Les éléments, les puissances subalternes et la mythologie avec leurs attributs, se précipitaient sur les traces de leur gracieux souverain.
Les Saisons, alliées du Printemps, venaient à ses côtés former un quadrille, qui, sur des paroles plus ou moins flatteuses, entamait la danse. La musique, hautbois, flûtes et violes, peignait les plaisirs champêtres.
Déjà le roi entrait au milieu d’un tonnerre d’applaudissements.
Il était vêtu d’une tunique de fleurs, qui dégageait, au lieu de l’alourdir, sa taille svelte et bien prise.

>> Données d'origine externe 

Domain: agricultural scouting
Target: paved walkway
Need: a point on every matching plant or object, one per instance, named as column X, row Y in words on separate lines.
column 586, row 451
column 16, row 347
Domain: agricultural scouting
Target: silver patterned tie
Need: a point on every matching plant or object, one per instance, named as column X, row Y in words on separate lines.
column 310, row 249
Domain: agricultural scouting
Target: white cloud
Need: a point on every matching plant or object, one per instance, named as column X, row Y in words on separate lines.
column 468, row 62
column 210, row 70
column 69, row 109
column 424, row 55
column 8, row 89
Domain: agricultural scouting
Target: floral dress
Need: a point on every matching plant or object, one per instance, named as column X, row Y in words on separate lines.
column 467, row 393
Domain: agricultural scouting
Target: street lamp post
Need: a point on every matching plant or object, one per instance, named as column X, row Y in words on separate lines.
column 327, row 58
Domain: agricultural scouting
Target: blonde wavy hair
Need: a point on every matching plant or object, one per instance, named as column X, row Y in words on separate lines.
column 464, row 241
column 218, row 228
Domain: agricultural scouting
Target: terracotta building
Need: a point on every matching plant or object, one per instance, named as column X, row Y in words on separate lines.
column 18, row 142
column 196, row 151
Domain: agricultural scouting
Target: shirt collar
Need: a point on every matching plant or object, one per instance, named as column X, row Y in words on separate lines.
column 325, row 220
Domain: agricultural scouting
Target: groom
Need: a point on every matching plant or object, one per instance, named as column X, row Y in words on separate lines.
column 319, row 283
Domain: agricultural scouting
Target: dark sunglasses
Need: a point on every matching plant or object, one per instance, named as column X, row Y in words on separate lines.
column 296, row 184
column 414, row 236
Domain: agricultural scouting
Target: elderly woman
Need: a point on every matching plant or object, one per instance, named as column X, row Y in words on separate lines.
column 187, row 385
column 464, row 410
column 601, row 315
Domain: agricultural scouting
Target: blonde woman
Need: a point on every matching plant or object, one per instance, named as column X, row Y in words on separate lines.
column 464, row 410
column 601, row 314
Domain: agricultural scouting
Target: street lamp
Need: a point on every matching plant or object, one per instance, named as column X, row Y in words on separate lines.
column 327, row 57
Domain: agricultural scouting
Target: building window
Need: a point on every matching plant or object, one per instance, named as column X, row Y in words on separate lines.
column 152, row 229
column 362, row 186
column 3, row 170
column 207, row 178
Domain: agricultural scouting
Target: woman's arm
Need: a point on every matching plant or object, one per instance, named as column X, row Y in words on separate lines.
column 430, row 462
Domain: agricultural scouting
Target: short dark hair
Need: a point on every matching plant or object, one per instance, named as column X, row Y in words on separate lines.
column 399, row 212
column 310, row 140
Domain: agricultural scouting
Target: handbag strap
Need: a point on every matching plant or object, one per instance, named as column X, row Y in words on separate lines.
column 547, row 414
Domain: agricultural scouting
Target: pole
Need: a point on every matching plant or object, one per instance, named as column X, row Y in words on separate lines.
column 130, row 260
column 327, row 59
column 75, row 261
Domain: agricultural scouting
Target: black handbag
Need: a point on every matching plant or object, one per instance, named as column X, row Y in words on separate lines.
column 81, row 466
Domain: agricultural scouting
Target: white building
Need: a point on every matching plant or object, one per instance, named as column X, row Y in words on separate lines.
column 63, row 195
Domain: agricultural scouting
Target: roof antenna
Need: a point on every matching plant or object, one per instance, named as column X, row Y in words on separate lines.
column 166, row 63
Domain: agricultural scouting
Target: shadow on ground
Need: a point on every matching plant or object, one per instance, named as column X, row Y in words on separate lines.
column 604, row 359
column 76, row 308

Sa jambe, une des plus élégantes de la cour, paraissait avec avantage dans un bas de soie couleur chair, soie si fine et si transparente que l’on eût dit la chair elle-même.
Les plus charmants souliers de satin lilas clair, à bouffettes de fleurs et de feuilles, emprisonnaient son petit pied.
Le buste était en harmonie avec cette base; de beaux cheveux ondoyants, un air de fraîcheur rehaussé par l’éclat de beaux yeux bleus qui brûlaient doucement les cœurs, une bouche aux lèvres appétissantes, qui daignait s’ouvrir pour sourire: tel était le prince de l’année, qu’on eût, et à juste titre ce soir-là, nommé le roi de tous les Amours.
Il y avait dans sa démarche quelque chose de la légère majesté d’un dieu. Il ne dansait pas, il planait.
Cette entrée fit donc l’effet le plus brillant. Soudain, comme nous l’avons dit, on aperçut le comte de Saint-Aignan qui cherchait à s’approcher du roi ou de Madame.
La princesse, vêtue d’une robe longue, diaphane et légère comme les plus fines résilles que tissent les savantes Malinoises, le genou parfois dessiné sous les plis de la tunique, son petit pied chaussé de soie, s’avançait radieuse avec son cortège de bacchantes, et touchait déjà la place qui lui était assignée pour danser.